Non-local exchange-correlation effects on the spin susceptibility and thermal density of states of Cu

A variational-principle–spin-density-functional approach has been used to investigate the importance of non-local exchange-correlation effects on the spin magnetic susceptibility χp, of Cu. These effects are contained in two functionals, one of which gives the exchange-correlation part of the effective single-particle potential while the other gives an effective spin–spin interaction. For the former functional we have compared two empirically based choices with the commonly used local approximation. The differences between these single-particle potentials are shown to be of the same magnitude as the lowest order density gradient corrections to the local approximation and produce appreciable (~ 5%) effects on the single-particle density of states at the Fermi surface and on the density functional analog of the Stoner parameter I through changes in the single particle spin magnetization. To assess the importance of these non-local corrections, we have calculated the exchange-correlation contributions to the electronic thermal density of states by the density functional theory and find that they are necessary to bring theory and experiment into agreement.

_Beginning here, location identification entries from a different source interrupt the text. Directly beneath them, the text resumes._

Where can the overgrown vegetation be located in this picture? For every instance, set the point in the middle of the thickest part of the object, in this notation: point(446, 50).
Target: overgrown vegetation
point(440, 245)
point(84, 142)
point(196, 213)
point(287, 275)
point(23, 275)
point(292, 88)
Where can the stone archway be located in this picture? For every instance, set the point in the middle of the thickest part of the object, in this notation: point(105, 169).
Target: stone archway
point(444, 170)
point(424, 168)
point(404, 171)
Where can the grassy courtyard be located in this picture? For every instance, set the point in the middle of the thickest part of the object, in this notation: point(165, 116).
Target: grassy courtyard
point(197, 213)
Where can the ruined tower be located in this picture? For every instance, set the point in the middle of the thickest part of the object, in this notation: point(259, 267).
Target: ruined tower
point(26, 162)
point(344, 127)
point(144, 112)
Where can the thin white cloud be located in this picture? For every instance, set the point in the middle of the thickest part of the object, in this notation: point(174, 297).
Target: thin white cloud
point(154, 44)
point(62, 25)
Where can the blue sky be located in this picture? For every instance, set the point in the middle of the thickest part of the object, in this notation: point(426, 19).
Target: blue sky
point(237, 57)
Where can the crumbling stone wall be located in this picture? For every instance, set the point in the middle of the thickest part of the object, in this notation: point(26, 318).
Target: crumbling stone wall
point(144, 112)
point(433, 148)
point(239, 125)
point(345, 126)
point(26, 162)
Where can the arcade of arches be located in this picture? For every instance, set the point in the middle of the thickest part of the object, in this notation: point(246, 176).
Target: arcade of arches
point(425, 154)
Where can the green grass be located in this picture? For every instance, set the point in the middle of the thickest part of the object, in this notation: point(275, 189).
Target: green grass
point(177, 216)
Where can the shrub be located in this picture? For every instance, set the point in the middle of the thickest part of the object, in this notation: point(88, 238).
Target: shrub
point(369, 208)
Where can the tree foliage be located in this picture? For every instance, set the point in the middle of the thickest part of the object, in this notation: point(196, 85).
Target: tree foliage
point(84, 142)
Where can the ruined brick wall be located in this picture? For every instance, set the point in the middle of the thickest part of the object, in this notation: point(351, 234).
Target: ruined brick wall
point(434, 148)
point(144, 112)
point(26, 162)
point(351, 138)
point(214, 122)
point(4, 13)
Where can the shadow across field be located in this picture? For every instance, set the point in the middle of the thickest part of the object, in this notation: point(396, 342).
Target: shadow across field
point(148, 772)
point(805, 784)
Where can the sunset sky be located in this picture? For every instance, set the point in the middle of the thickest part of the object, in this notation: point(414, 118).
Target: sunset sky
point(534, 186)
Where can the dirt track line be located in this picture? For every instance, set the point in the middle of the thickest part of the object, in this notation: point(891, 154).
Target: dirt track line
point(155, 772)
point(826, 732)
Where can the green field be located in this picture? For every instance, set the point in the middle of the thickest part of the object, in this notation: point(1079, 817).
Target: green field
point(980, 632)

The non-local effects of the spin–spin interaction functional on I are investigated by using several non-local approximations based on calculations of the wave vector dependent spin susceptibility for the uniform electron gas system. On the basis of these investigations we conclude that non-local exchange-correlation effects on χp will be significant for d-band metals, especially those with a highly enhanced χp. Numerical techniques useful for finding Fourier series representations of translationally invariant functions with cubic symmetry, important in this work, are discussed in an Appendix.